Concernant l’ampleur de la contestation, tout dépendra de la forme que va prendre le mouvement. Si les syndicats, dont ceux des transports ferroviaires, souhaitent l’inscrire dans la durée, des journées d’action ponctuelles seront moins efficaces qu’une grève reconductible au jour le jour. « Le choix des modalités d’action posera une difficulté, les syndicats ne seront pas forcément tous sur la même position et l’intersyndicale peut aussi se trouver contrainte par les remontées du terrain, rien n’est dit sur la manière dont la mobilisation va s’inscrire dans la durée », souligne Stéphane Sirot. Du côté de SUD-Rail, la grève reconductible n’est en tout cas pas exclue, selon Fabien Dumas. « On va monter en puissance, on ne s’interdit rien et je pense que ça finira par une grève reconductible », assure le syndicaliste. En effet, pour l’historien, « les journées d’actions ponctuelles n’ont plus réellement d’effet sur les gouvernements » alors que « quoiqu’il arrive, ils sont obligés de réagir face à un mouvement reconductible ». En 2019, le gouvernement avait d’ailleurs été poussé à faire des concessions sur son projet de réforme à points.

La durée du mouvement sera aussi un élément important. Mais avec l’accord tacite passer entre le gouvernement et Les Républicains (LR) pour voter la réforme, le calendrier pourrait s’accélérer. « Quand les choses vont très vite, ce n’est jamais facile pour une mobilisation », note ainsi Michel Wieviorka. Selon l’analyse de Stéphane Sirot, « le fait d’avoir trouvé cet accord avec LR s’inscrit d’ailleurs dans la stratégie du gouvernement afin d’accélérer le calendrier. » Et le risque, c’est qu’une fois que le projet de loi est voté, « le mouvement prenne fin », concède Fabien Dumas.

Une société transformée

Depuis 2019, la crise sanitaire, la guerre en Ukraine, l’inflation sont passés par là mais aussi trois années de quinquennat Macron. Ainsi, les paysages sociétaux, économiques et politiques ont changé. Avec la crise sanitaire, une nouvelle donnée est à prendre en compte : la démocratisation du télétravail. Une longue grève des transports pourrait avoir moins d’impact sur l’économie du pays. « Le télétravail, c’est quand même l’arme antigrève absolue », se rassure ainsi un dirigeant Renaissance. Néanmoins, de nombreux métiers restent dépendants des déplacements, qu’il s’agisse des transports ou de la voiture. Et si les raffineries rejoignent un mouvement reconductible, l’effet de la grève pourrait bien se faire sentir dans tout le pays.

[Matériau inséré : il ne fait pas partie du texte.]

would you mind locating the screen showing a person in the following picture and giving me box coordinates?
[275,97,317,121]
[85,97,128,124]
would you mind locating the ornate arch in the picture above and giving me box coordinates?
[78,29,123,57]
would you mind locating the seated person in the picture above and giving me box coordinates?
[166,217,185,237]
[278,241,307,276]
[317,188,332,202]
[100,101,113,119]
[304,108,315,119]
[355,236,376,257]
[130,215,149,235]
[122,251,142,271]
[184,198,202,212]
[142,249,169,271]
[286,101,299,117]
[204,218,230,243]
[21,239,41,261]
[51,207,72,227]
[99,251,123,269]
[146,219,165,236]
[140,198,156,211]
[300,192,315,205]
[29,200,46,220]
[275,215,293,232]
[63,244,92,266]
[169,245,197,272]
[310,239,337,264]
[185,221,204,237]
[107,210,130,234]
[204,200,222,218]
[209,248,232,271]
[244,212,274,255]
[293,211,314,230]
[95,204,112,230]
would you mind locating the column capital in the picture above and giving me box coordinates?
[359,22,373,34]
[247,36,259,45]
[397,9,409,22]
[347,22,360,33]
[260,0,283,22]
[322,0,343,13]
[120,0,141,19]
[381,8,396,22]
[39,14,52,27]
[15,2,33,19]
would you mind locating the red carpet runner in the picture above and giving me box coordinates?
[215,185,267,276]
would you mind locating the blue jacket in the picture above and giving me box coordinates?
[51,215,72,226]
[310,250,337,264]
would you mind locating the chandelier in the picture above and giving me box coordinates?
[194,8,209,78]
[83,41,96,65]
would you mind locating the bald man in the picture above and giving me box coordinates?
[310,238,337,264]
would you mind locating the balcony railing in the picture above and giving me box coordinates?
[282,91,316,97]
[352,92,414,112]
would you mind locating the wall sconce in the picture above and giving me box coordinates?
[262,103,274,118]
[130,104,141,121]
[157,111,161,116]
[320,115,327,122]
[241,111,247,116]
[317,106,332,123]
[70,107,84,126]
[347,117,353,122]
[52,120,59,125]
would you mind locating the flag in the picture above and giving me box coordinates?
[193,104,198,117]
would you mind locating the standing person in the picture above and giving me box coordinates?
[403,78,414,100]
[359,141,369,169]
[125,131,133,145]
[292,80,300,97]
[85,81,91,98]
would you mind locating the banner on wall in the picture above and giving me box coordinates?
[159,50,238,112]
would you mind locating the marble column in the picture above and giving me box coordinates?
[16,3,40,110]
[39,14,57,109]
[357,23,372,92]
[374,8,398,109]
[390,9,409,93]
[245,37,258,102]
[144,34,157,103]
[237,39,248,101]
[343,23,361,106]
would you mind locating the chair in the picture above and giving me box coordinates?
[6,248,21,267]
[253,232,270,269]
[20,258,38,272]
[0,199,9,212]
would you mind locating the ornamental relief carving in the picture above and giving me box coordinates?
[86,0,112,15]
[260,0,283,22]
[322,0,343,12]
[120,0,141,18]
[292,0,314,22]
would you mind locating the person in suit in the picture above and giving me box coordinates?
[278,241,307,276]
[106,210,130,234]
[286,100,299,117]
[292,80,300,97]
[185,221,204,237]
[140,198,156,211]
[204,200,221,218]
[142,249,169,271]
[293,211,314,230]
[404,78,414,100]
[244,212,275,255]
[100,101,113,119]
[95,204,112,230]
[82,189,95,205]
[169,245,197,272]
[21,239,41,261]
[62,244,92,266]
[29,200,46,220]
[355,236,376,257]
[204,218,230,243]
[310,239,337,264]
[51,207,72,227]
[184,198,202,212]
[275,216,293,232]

notre dossier sur la réforme des retraites

Mais la question principale, c’est de savoir si la société a vraiment envie de se mobiliser. Pour Michel Wieviorka, « les Français sont fatigués, les inquiétudes se localisent autrement et cela s’est vu dans la tentative de reprise d’un mouvement des "gilets jaunes". » Toutefois, un ras-le-bol plus général pourrait naître de ces actions contre la réforme des retraites, surtout si le sujet des salaires s’invite dans le combat. En général, le délabrement des services publics, hôpitaux, justice, éducation, transports, qui représentent le modèle républicain, inquiète les Français. D’autant que la colère de 2019 n’est pas éteinte, elle a juste été éclipsée par le coronavirus.